File Rule Components

application protocol

The system can detect and inspect files transmitted via FTP, HTTP, SMTP, IMAP, POP3, and NetBIOS-ssn (SMB). Any, the default, detects files in HTTP, SMTP, IMAP, POP3, FTP, and NetBIOS-ssn (SMB) traffic. To improve performance, you can restrict file detection to only one of those application protocols on a per-file rule basis.

direction of transfer

You can inspect incoming FTP, HTTP, IMAP, POP3, and NetBIOS-ssn (SMB) traffic for downloaded files; you can inspect outgoing FTP, HTTP, SMTP, and NetBIOS-ssn (SMB) traffic for uploaded files.

file categories and types

The system can detect various types of files. These file types are grouped into basic categories, including multimedia (swf, mp3), executables (exe, torrent), and PDFs. You can configure file rules that detect individual file types, or on entire categories of file types.

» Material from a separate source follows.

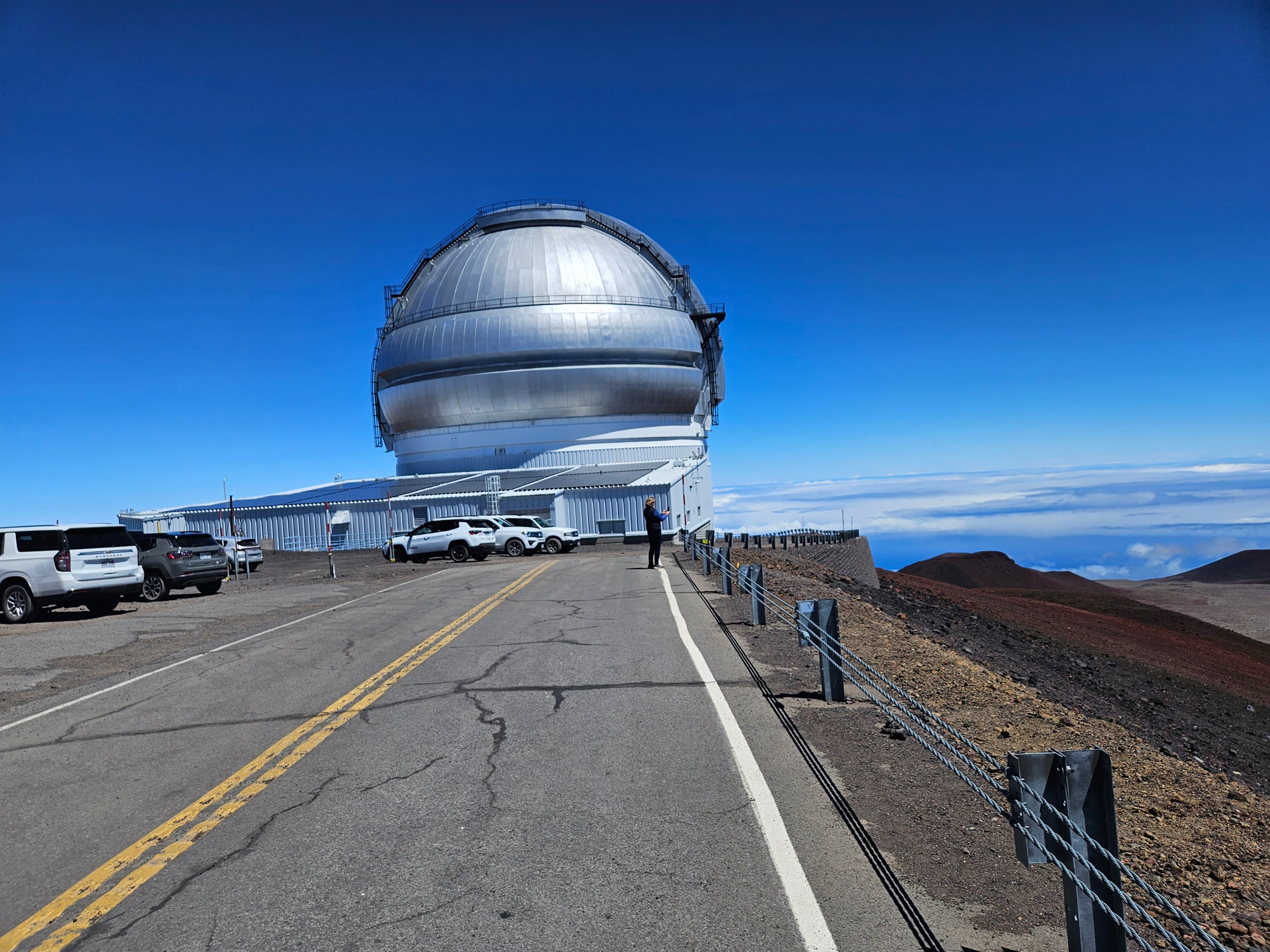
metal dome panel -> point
(534, 261)
(534, 313)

For example, you could block all multimedia files, or just ShockWave Flash (swf) files. Or, you could configure the system to alert you when a user downloads a BitTorrent (torrent) file.

Note that executables include file types that can run macros and scripts, since these can contain malware.

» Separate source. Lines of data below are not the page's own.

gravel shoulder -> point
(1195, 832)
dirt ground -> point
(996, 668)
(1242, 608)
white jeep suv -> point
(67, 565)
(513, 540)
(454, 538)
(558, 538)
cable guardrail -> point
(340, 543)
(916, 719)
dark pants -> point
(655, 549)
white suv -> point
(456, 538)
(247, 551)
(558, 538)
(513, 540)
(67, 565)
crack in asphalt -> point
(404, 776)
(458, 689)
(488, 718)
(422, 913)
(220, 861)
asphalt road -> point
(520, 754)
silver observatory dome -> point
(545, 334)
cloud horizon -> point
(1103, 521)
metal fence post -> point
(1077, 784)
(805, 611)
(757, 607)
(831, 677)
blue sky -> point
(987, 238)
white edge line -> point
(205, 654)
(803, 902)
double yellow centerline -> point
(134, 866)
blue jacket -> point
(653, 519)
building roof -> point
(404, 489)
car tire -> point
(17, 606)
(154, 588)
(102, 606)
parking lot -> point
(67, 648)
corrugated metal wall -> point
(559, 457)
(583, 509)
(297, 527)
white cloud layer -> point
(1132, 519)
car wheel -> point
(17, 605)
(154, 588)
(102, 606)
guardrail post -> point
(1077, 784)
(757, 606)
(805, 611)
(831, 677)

For a list of file types the system can inspect, select Policies > Access Control > Malware & File, create a temporary new file policy, then click Add Rule. Select a file type category and the file types that the system can inspect appear in the File Types list.

file rule action

A file rule’s action determines how the system handles traffic that matches the conditions of the rule.

Depending on the selected action, you can configure whether the system stores the file or performs Spero, local malware, or dynamic analysis on a file. If you select a Block action, you can also configure whether the system also resets the blocked connection.

For descriptions of these actions and options, see File Rule Actions.

File rules are evaluated in rule-action, not numerical, order. For details, see File Rule Actions: Evaluation Order.